The Council of the European Union has struck an agreement in principle over a proposed directive on “transparent and predictable working conditions”, which aims first and foremost to lay the ground for minimum protection of workers in new forms of employment (see our update published on EELA’s website here). With its “general approach”, the Council signals that it wants to secure the adoption of the text by the end of its term, so negotiations with the Parliament can begin, even though the proposal was submitted just seven months ago. Exchanges between ministers indicated that there is unanimous support of the objectives of the draft directive, however an agreement was made easier by the fact that, under the compromise reached, member states would be able to set the scope of its application and decide which workers would benefit from such protection.

The draft directive is called the ‘Written Statement Directive’, as it details the obligations to inform workers of the essential aspects of their employment relationship, revises a directive that dates back to 1991 (91/533) in a bid to take into account new “non-standard” forms of employment, such as zero-hour contracts, on demand and intermittent work. Such forms of labour deny workers a clear idea of key aspects of their working conditions: their working hours, timetable and pay. Therefore, with the draft directive, the aim is to offer non-standard workers – despite the increase in number thereof – greater predictability. The draft amends the information that must be provided to workers at the beginning of their contract and also establishes minimum rights. The general approach that was approved by the Council of the EU today, thanks to the commitment of the Bulgarian presidency, in office until 1 July, will seek to accelerate the legislative procedure. It is also hoped that the general approach can help facilitate a quick adoption, as it provides the Parliament with indications as to the Council’s position even before the former has given its opinion after the first reading of the draft.
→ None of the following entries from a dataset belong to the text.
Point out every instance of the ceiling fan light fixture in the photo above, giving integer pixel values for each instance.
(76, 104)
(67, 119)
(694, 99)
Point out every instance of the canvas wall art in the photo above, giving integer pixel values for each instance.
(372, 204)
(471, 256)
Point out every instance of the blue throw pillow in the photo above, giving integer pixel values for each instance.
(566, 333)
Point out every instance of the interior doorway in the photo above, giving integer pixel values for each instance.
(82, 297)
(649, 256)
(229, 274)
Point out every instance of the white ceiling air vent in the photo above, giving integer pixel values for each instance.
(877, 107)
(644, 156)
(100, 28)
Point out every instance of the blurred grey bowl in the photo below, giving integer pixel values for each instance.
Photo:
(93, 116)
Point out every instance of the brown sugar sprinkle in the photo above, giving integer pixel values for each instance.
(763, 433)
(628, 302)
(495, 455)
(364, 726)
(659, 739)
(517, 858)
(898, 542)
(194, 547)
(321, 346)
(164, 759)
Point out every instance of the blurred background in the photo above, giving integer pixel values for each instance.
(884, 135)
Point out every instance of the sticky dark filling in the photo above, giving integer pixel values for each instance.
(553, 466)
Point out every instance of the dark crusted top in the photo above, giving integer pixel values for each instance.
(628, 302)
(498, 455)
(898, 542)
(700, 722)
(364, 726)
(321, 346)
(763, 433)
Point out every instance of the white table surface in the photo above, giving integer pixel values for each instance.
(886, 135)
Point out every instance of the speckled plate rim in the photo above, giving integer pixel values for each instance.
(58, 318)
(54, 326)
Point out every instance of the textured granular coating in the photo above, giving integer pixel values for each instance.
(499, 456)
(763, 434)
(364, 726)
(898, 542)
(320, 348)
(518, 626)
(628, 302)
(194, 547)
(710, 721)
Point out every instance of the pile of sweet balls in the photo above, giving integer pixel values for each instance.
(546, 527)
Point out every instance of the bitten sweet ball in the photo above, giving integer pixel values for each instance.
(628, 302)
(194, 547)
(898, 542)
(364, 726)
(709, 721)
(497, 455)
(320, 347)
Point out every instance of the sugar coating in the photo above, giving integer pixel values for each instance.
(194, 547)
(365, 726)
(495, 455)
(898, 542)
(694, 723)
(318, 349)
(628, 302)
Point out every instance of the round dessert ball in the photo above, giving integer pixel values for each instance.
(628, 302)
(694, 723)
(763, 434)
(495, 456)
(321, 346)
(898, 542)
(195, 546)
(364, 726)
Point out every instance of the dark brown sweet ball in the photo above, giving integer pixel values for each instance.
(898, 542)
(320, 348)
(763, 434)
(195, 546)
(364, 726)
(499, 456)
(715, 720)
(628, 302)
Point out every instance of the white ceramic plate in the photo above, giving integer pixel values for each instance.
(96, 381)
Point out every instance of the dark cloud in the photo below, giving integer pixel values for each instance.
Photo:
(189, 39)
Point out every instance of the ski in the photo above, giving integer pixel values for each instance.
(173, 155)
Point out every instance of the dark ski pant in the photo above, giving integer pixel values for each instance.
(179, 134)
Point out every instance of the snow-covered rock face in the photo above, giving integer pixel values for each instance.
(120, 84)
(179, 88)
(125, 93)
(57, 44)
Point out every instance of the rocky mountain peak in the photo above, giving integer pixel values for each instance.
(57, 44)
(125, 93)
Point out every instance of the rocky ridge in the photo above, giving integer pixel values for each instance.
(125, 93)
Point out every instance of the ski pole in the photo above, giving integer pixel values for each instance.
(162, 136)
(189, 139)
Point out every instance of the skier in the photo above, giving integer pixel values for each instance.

Definition of worker at the centre of the directive’s scope. The European Commission has upheld an EU-wide definition of a worker, which relies on the criteria developed by the European Court of Justice. The institution believes this is the only way to avoid a situationwhereby, with each new development in the employment market, the workers concerned find themselves without the traditional protections, particularly because national governments create special categories for them. As such, the Commission defines a “worker” as a “natural person who performs services, for and under the direction of another person, in return for remuneration”. When work began on a draft revision of the directive, several delegations were opposed to an EU-level definition of a “worker”, fearing that it could create legal uncertainty, particularly when jurisprudence is developed on a case-by-case basis. Under the compromise that was adopted, despite abstentions from members states including Belgium, Austria and Germany, states have the ability to set out who benefits from such protection. Definitions of a worker, employer or employment relationship were abandoned. Instead an article establishes the scope of the directive, to apply to those “who have an employment contract or employment relationship as defined by the law, collective agreements or practice in force in each member state”. It is added that “the interpretation of the Court of Justice of these criteria should be taken into account in the implementation of this directive”. The compromise therefore affords control to member states, to the dismay of Marianne Thyssen, the European Commissioner for Employment, Social Affairs, Skills and Labour Mobility. She hopes that upcoming talks will give the directive a more extensive scope.

During negotiations, several governments flagged the administrative burden resulting from the requirement to inform workers in writing as regards the employment relationship on their first day of work. The Bulgarian presidency proposed that a distinction could be made between important information that must be communicated on the very first day and other details that could be provided within a month. The compromise also provides for seafarers and sea fishermen to be excluded from the scope of the directive, as well as some public service workers such as members of the armed forces and police. It also allows member states to choose not to apply the obligations of the directive to workers who have an employment relationship equal to or less than 5 hours per week on average, over a reference period of four weeks. The Commission had proposed that this permitted in the case of individuals working less than 8 hours per month.

A concern raised by Sweden, which was then supported by other member states, was that the text could weaken the powers of social partners at national level, since it imposed requirements on collective bargaining. However, governments agreed to work on ensuring that social partners are granted greater autonomy when the text is implemented.